In Kuwait the tender process for the Al-Zour New Refinery Project, which is estimated to be worth about $15bn, has been significantly delayed.

At the beginning of 2015 the Al-Zour New Refinery Project was due to see its major packages awarded before the end of the year, but this now seems unlikely.

It is now more than six months since the first bids on the tender were submitted and no awards have been made due to ongoing difficulties gaining approval for a budget expansion from the board of the state-owned oil company Kuwait Petroleum Corporation (KPC).

Industry insiders says the disruption to the 615,000 barrel-a-day facility, which will potentially be the biggest refinery in the Middle East, could have a knock-on effect for related petrochemical schemes and the liquefied natural gas terminal due to be built nearby.

Saudi Arabia

Whether Saudi Arabia will be able to maintain the current level of project awards remains to be seen.

The kingdom benefits from a robust capital projects programme that has helped it to successfully award nearly $500bn in contracts since 2005.

It also benefits from a solid project pipeline, with almost $177bn-worth of projects in the tender phase or under design.

These two factors should help it to maintain a high level of project awards in the near future, but Saudi Arabia’s project market continues to face significant headwinds.

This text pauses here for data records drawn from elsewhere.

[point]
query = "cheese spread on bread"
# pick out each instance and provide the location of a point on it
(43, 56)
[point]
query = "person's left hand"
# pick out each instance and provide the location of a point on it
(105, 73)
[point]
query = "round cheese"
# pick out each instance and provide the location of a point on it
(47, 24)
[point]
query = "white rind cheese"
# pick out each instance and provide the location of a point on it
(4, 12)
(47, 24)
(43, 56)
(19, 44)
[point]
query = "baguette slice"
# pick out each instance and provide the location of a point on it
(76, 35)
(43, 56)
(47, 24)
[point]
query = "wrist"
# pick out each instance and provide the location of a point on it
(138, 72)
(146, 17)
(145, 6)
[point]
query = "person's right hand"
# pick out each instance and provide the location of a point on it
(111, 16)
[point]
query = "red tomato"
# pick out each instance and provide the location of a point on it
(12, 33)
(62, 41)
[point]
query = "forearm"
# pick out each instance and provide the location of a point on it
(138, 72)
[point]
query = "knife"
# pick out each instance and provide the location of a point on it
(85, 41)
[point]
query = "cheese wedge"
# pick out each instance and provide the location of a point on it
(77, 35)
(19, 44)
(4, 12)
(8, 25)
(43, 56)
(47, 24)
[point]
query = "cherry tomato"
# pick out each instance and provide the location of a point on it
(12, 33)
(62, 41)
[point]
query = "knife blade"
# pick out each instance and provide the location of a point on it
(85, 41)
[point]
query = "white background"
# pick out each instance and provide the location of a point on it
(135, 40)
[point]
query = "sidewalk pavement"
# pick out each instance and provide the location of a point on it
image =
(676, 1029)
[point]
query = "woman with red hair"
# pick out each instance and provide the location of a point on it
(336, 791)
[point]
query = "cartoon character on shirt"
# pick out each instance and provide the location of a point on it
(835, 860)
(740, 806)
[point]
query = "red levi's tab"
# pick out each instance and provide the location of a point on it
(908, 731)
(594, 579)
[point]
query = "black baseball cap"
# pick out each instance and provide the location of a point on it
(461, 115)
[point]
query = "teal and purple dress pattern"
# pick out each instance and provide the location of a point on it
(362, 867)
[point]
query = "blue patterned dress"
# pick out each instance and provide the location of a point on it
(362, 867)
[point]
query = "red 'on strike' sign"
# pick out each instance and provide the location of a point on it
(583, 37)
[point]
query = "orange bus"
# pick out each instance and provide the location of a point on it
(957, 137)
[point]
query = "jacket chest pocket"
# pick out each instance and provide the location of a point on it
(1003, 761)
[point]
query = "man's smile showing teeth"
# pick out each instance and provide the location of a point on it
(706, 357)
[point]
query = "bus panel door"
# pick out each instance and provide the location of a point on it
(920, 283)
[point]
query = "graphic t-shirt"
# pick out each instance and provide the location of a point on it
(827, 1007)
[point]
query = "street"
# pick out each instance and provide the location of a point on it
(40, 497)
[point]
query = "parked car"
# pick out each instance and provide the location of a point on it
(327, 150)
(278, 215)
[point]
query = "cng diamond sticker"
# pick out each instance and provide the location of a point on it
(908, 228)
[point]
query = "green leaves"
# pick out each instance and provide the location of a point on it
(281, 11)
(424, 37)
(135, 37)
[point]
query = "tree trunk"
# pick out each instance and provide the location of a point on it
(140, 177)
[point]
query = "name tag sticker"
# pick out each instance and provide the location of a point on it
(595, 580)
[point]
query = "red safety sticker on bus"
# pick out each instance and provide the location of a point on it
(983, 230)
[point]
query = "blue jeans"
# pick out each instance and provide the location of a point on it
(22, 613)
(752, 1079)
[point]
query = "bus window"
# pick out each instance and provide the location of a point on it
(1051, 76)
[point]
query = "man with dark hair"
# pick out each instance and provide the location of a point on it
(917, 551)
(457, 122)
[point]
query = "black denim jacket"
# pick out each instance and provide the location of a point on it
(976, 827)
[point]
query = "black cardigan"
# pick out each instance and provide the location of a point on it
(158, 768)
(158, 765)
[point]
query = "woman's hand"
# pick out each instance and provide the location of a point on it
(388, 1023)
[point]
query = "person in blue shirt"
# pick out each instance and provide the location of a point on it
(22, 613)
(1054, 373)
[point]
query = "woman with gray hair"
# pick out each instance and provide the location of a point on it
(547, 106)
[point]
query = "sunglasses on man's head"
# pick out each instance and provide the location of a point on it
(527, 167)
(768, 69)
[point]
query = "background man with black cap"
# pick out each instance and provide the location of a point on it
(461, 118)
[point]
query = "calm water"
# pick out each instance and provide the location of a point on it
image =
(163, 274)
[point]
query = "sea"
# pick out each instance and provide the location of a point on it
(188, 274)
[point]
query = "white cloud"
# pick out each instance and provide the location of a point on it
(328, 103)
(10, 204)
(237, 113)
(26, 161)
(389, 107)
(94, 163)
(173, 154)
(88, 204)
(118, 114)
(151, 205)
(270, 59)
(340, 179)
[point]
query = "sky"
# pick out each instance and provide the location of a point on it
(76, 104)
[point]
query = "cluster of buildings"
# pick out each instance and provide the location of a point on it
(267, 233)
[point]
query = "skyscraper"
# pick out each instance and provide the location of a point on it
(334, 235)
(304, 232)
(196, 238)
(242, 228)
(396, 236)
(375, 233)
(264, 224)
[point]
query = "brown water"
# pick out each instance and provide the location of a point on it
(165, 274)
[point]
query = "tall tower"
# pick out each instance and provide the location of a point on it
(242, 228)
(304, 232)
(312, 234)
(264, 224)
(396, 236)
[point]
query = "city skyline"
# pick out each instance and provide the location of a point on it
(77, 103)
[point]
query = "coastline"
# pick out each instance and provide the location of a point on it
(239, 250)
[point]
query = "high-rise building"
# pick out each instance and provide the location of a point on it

Lower oil prices have caused unwanted budgetary pressures and come at a time of major government restructuring following the January leadership change.

Additionally, the region has experienced a deterioration in security, with an increase in attacks claimed by militant Islamist groups.

Although Saudi Arabia’s new leadership has proved adept at shielding business activities from potential disruptions so far, these negative factors will remain a risk to the country’s project market over coming months.